If that ice cream craving just isn’t going away, the ladies suggest going for it but sticking to a single serving size, which is generally about half a cup, and skipping any toppings. Can’t stop thinking about pizza? Order yours with a whole-wheat crust and savor a single slice. If you’re not going to make it through the day without chocolate, look for dark chocolate or chocolate with nuts.
“Whatever is the key to your current craving, enjoy a little bit of it, and don’t feel too guilty,” Schapiro and Rich say. “The healthy small meals you’re eating throughout the day should allow you the luxury to enjoy a few bites of your favorite food.”

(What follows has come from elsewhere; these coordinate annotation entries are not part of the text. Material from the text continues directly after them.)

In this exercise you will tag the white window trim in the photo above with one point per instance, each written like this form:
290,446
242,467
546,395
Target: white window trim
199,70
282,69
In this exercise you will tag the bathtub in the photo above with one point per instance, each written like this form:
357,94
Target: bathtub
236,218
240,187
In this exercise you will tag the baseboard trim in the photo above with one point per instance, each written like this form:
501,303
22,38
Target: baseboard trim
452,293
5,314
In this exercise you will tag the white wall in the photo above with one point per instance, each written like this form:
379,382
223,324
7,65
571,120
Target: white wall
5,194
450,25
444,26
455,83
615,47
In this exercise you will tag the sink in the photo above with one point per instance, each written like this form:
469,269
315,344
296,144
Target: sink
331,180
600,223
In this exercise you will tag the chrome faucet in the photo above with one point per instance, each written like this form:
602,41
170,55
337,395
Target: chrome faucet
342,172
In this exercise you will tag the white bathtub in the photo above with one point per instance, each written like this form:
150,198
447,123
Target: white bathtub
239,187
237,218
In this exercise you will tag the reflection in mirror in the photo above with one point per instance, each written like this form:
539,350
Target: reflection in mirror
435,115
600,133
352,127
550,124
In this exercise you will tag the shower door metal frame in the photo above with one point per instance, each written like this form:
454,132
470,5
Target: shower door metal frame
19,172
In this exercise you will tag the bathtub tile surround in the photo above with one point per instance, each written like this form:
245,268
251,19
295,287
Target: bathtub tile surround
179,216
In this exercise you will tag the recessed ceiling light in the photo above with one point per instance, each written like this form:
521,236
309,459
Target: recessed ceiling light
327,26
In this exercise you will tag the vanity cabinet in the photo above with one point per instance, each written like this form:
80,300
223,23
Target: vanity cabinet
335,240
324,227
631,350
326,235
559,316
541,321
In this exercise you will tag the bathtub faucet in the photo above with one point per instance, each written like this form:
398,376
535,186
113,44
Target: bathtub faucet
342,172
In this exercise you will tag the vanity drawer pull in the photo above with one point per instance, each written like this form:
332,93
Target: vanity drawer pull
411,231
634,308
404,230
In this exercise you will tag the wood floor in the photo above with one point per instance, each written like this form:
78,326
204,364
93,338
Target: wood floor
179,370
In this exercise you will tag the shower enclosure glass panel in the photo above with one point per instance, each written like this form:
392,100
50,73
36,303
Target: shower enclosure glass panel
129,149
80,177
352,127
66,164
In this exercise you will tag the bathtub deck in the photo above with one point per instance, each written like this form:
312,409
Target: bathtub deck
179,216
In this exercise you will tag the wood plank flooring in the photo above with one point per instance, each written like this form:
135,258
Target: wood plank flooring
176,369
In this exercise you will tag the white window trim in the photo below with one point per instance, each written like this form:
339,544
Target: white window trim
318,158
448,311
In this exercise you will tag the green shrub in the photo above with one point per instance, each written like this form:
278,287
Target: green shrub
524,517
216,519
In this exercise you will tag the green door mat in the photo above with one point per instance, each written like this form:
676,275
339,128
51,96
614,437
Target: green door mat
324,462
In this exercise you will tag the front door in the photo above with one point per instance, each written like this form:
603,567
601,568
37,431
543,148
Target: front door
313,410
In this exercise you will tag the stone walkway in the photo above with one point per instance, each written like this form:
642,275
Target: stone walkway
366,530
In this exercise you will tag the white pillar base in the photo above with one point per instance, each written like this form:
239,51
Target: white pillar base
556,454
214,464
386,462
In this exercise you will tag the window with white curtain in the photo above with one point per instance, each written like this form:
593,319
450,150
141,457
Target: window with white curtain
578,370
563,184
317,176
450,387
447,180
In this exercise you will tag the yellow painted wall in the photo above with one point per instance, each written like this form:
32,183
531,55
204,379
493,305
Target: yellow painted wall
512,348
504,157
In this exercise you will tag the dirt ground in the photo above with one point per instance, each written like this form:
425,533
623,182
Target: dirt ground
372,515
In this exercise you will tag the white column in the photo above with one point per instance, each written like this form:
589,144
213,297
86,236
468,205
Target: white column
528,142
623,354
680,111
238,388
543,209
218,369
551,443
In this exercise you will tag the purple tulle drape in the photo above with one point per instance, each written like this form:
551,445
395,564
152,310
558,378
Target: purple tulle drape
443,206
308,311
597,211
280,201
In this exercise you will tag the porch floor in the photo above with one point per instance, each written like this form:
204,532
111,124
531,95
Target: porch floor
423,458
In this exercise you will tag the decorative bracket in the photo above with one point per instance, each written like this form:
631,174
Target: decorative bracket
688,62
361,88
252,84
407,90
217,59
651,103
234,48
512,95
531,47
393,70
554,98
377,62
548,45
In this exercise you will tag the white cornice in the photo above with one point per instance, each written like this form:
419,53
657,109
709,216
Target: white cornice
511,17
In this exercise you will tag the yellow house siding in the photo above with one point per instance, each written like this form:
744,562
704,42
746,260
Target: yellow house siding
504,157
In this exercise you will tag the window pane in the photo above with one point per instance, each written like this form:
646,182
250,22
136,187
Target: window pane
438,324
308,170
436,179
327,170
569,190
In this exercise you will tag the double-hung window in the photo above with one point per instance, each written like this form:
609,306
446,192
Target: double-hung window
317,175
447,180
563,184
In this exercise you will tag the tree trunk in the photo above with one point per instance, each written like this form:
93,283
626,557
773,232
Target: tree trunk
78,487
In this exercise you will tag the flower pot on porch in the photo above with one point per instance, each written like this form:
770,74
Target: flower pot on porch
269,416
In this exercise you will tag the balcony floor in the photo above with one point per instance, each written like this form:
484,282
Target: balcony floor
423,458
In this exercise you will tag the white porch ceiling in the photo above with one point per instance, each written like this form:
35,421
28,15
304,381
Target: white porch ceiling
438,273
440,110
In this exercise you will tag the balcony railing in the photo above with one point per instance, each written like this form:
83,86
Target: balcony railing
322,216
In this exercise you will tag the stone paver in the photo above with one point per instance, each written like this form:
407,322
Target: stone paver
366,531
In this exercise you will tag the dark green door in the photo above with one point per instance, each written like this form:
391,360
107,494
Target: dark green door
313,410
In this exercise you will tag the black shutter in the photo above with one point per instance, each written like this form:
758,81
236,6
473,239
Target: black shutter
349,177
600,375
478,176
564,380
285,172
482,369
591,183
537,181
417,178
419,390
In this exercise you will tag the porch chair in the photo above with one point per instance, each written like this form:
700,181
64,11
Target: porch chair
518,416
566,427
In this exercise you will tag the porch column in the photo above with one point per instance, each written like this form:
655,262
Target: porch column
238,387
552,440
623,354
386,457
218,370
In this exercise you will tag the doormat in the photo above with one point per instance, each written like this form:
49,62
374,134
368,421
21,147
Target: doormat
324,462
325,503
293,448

PMS: It’s an annoying part of life, but it doesn’t need to derail a healthy lifestyle. By stocking up on healthy snacks and keeping yourself fed with mini meals every three to four hours, you can kick cravings to the curb without buying out your grocery store’s cookies or chips aisles.
Think of a PMS-fueled day as you would any other day. Aim to make mostly healthy choices, but listen to your body when it just won’t let the idea of ice cream go. Like Schapiro and Rich said, it’s better to have a few spoonfuls, enjoy yourself thoroughly, and get on with your day. No guilt, no deprivation, no worries.